Wandering Dots with a large radius:
Wandering Dots with a small radius:
The wandering is random within the constraints of their assigned radius. But they maintain a fluid trajectory, instead of hoping all over the place, to all the following of an individual event, if need be.
Wandering Dots with many points:
Wandering Dots with few points:
Wandering Hulls
Briefly, we also explored the idea of a using a solid plane to represent this uncertainty, called Wandering Hulls.
Wandering Hull with large radius:
Wandering Hull with small radius:
The idea was that we could perhaps use a choropleth approach with these hulls. However, the lack of access to individual points, as well as worries around occlusion, made us abandon this idea from further exploration.
Bounded Wandering Dots
Back with our dots, often times the level of resolution for an uncertain spatial data point corresponds with a particular geographic region - like a county or state.
Peter Beshai made a clever variant, the Bounded Wandering Dot which constrains the wandering to a specific shape.
Wandering Dots bounded by a square:
Wandering Dots bounded by a map region:
Pretty cool right?
An Uncomfortable Analysis
As part of our research, some of these prototypes were cleaned up and incorporated with other visuals into a dashboard-style tool for a small group of analysts to try out for a set of decision making activities.
Unfortunately we didn’t perform a controlled academic study around these representations, but we did get some initial impressions and feedback from these users.
One of the main pieces of feedback that has stuck with me is that the shifting visual representation made them feel a bit uncomfortable.

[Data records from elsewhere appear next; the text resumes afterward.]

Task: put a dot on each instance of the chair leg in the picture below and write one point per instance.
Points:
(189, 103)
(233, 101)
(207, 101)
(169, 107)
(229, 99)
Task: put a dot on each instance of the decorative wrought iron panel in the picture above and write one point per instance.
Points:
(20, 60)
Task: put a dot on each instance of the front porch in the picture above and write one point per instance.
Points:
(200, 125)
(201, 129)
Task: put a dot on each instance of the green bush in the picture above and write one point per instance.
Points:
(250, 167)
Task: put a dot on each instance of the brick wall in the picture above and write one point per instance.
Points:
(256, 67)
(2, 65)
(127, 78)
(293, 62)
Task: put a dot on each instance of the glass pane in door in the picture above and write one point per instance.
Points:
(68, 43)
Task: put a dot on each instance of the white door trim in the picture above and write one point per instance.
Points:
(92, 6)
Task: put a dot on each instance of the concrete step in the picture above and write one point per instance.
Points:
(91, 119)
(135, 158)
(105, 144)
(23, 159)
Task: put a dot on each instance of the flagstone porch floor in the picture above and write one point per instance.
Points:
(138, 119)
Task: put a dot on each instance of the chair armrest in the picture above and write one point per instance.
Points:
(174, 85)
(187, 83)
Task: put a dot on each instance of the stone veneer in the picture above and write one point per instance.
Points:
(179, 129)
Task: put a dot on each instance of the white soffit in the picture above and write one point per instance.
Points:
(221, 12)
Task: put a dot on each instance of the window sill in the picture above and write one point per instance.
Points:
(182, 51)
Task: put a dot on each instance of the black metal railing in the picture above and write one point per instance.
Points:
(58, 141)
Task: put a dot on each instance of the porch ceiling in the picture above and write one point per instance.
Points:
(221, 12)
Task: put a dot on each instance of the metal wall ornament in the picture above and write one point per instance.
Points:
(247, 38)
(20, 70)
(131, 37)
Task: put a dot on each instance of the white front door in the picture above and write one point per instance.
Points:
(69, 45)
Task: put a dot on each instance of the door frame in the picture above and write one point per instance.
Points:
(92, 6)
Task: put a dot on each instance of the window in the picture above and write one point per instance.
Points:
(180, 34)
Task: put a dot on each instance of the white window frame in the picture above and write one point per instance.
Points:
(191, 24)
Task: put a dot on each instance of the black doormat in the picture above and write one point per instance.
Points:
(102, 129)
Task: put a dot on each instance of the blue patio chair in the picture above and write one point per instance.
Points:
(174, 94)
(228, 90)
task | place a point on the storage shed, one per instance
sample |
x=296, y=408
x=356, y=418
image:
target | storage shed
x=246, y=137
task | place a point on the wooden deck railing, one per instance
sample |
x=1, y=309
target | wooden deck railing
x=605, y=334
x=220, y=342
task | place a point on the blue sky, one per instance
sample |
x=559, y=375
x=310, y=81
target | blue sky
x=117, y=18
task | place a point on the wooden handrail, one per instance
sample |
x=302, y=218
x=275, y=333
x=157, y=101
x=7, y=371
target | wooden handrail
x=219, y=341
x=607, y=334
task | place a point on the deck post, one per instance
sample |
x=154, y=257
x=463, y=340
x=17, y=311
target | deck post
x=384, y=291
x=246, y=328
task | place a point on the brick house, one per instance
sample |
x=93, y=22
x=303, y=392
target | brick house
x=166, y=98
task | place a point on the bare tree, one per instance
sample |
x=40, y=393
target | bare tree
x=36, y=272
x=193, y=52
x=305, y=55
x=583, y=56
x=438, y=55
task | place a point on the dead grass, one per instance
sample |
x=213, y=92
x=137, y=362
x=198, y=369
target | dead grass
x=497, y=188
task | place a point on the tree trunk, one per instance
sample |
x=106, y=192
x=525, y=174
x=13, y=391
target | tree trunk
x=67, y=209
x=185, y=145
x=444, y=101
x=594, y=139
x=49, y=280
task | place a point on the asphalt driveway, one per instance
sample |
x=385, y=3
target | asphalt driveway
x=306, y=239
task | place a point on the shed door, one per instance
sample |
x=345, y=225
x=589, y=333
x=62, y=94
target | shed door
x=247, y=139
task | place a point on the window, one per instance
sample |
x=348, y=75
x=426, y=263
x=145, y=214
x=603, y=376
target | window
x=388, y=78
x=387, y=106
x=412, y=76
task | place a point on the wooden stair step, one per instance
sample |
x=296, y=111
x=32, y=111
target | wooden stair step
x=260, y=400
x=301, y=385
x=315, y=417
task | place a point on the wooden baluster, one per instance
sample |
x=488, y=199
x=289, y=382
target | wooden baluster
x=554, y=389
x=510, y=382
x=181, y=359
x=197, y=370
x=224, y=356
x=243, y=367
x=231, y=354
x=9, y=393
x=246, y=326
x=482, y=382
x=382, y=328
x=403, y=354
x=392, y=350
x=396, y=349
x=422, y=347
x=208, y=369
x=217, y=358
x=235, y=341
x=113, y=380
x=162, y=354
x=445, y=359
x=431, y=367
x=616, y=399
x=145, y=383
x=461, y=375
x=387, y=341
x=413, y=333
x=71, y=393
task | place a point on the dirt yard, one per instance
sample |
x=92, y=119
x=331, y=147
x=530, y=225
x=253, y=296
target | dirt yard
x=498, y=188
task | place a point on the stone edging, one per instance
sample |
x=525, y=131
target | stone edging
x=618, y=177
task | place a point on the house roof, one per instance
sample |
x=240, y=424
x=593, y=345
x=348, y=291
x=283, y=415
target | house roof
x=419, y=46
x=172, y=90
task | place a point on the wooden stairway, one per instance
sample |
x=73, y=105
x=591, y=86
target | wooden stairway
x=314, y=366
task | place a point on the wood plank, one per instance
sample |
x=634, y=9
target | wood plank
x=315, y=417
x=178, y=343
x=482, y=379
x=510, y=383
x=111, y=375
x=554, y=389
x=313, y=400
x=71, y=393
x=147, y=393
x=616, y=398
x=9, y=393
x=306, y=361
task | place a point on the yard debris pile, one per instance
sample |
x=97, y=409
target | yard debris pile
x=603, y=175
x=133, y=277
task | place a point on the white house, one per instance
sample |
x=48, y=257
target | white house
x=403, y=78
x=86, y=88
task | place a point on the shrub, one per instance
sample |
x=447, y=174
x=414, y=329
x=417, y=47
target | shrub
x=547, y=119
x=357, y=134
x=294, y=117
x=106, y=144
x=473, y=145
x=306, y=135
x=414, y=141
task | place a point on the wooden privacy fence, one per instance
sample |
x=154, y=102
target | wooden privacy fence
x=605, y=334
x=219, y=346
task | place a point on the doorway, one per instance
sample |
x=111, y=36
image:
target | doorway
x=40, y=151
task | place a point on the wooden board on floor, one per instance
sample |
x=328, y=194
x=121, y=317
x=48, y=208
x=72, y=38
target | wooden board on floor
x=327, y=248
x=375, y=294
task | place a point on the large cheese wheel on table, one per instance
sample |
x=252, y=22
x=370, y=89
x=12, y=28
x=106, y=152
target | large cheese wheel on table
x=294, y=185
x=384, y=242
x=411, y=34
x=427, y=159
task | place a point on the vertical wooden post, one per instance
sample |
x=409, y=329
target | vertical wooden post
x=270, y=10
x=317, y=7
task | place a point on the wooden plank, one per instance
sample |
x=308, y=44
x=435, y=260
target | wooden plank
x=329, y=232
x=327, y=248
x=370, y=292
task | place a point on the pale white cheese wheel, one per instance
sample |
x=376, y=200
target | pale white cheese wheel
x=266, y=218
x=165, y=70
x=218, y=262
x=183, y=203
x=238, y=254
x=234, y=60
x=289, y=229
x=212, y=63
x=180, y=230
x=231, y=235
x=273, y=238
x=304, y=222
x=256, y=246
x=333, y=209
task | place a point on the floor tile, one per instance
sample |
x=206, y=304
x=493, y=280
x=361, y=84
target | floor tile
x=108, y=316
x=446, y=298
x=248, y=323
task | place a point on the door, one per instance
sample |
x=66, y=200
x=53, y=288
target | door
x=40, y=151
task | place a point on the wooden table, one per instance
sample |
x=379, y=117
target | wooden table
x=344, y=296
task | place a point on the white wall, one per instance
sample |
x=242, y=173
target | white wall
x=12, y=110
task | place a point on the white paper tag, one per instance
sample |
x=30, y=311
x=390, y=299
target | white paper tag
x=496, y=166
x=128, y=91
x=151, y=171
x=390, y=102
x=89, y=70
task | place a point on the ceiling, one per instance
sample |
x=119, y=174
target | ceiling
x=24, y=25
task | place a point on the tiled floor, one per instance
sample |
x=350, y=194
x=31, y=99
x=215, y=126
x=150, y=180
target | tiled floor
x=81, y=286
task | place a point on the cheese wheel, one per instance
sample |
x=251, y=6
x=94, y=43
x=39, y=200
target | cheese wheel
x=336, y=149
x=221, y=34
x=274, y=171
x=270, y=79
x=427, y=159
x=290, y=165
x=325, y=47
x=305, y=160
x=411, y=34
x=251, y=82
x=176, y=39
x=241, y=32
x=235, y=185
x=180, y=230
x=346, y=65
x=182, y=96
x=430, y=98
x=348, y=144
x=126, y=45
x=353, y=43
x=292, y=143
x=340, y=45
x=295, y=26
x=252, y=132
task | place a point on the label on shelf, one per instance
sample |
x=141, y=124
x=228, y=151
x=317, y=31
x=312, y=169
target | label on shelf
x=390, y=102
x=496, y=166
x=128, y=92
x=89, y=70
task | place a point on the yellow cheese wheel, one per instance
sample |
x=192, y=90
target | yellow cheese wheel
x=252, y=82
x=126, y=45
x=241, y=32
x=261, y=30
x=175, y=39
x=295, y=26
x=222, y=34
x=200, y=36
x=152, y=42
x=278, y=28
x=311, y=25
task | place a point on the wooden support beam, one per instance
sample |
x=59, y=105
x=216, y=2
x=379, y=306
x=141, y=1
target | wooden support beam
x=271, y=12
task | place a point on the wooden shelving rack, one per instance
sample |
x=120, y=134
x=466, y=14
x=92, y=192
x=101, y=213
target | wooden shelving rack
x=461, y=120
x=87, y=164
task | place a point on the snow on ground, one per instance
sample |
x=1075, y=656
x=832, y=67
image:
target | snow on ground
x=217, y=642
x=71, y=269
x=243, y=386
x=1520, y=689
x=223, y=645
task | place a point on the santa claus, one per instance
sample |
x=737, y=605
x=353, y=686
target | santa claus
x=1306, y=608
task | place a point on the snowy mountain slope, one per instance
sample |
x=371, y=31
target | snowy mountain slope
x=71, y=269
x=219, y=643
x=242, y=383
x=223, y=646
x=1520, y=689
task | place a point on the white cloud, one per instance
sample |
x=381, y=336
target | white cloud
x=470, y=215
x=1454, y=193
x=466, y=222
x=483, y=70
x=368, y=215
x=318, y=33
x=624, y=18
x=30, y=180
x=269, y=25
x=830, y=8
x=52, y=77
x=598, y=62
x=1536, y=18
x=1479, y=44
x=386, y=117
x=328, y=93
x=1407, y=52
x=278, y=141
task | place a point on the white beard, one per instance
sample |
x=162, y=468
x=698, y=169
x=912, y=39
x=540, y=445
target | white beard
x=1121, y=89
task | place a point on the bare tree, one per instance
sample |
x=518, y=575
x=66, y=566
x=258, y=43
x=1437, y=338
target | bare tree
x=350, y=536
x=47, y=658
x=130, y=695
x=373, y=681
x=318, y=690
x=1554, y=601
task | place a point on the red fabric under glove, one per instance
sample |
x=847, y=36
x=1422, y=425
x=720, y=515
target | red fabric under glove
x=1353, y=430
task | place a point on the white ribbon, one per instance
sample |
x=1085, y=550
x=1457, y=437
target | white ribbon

But uncomfortable in a good way!
With more traditional uncertainty visualizations it can be easy to see the level of uncertainty, but ultimately ignore it, choosing the average over the error-bars, for example. While simpler aggregates are easy additions to these visuals, the animation provides perhaps a more visceral experience of the uncertainty that is harder to ignore.
Filling in the Cube
These quick examples are almost certainly not the “best” ways to represent uncertainty in these data types, but they are a start.
With more research in this area, I’m excited about the expansion and improvement to our informal taxonomy, as well as how other areas of the cube will be filled in with more ways to show the unknown. There are a lot of visual encodings and associated visual metaphors that can, and should be experimented with in this area. I’m looking forward to experimenting more in the future - and seeing how others tackle this uncertain issue!